Shaw seems to have followed the Graves around. His most famous son was author and poet, Robert Graves. Alfred Perceval Graves edited many works of Irish interest including “The Irish Fairy book” (1990). His famous ballad “Father O’ Flynn” was published in “Songs of Old Ireland”. It was set to music by Sir Charles Villers Stanford. The ballad was based on Father Michael Walsh, the Parish Priest of Sneem, also known as parish of Kilcrohane East, or Ballybog.


The Graves Family

"Father O’ Flynn"

“Here’s Health to you, Father O’Flynn, Slainte, and Slainte, and Slainte again; Powerfulest Preacher, and Tinderest teacher, And Kindliest creature in ould Donegal.”

The ‘Donegal’ was put in purely for rhyme as ‘Sneem’ didn’t quite fit into the rhyming scheme.
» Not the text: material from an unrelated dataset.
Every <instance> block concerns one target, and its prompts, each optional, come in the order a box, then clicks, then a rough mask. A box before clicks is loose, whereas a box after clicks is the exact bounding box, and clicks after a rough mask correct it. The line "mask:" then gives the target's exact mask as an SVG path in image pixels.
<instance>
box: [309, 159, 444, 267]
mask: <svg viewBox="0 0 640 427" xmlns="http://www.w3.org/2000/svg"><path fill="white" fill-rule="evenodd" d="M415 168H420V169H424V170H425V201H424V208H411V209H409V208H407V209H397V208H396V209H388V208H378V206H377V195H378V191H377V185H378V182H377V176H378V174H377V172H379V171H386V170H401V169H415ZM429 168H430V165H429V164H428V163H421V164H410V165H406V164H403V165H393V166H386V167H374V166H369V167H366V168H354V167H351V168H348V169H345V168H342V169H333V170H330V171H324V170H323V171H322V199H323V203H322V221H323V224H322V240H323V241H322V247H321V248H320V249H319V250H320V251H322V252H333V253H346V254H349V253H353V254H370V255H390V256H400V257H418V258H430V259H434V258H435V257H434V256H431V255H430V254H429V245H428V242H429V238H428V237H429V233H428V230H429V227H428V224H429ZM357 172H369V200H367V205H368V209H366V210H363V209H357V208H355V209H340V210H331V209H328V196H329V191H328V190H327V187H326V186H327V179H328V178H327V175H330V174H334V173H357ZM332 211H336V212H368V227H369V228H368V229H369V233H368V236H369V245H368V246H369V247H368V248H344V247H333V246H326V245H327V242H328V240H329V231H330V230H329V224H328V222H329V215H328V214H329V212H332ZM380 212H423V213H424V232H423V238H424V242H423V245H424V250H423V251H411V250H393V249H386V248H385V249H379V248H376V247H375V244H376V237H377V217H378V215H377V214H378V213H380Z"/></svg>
Father Walsh got on very well with the Graves and the Blands and socialised with them. James Franklin Fuller describes how he often spent a strenuous day coursing with Father Walsh. He says he was ‘in every every sense the grand old man, beloved by his flock, and standing high in the estimation of all Protestant gentry of the Parish.’

The Graves Family

The background of the new era

The Bianconi system of cars and the railways were a great stimulant for internal tourism in Ireland. In December 1834 the first Irish railway was opened for traffic on the Dublin and Kingstown Railway. It was extended to Dalkey in 1844. Its contractor, William Dargan, was known as the ‘Father of Irish Railway’. At the beginning of the 1940s there were just over 31 miles of railway in Ireland. By the close of the decade there were 700 miles of railway. Private enterprise, subject to parliamentary control, gave Irelands its railways. There was great rivalry between the different companies.

The Graves Family

Great Southern Emergence

In the south of Ireland, the most important railway was the Great Southern and Western Dublin-Cork link opened in 1849. Railway companies built seaside terminus hotels and promoted excursions. Cooks ran the first package tour from America to Killarney and Glengarriff in 1895. This is what the hotels were originally designed for. They were resort hotels to be supplied with customers by the new railway lines. Killarney to Dublin opened in 1853. The railway hotel in Killarney opened in 1854. In 1861, Queen Victoria visited Killarney, arriving by train from Dublin. She was en route to Muckross. In 1893 Kenmare became the terminus of a branch line.

The Graves

The becoming of the Hotel

The Derryquin Estate was sold in 1891 in various lots. The part of the property which had been leased by Bishop Graves was sold in one lot. The Bishop bought it and sold it a couple of years later to the Southern Hotel Company. On 1st May 1895, the Southern Hotel, Parknasilla opened, with furnishings from Messrs Millar & Beattie of Dublin. The name ‘Parknasilla’, which meant ‘Field of the willows,’ began to appear on maps. It was also referred to as ‘The Bishop’s House Hotel, Parknasilla.’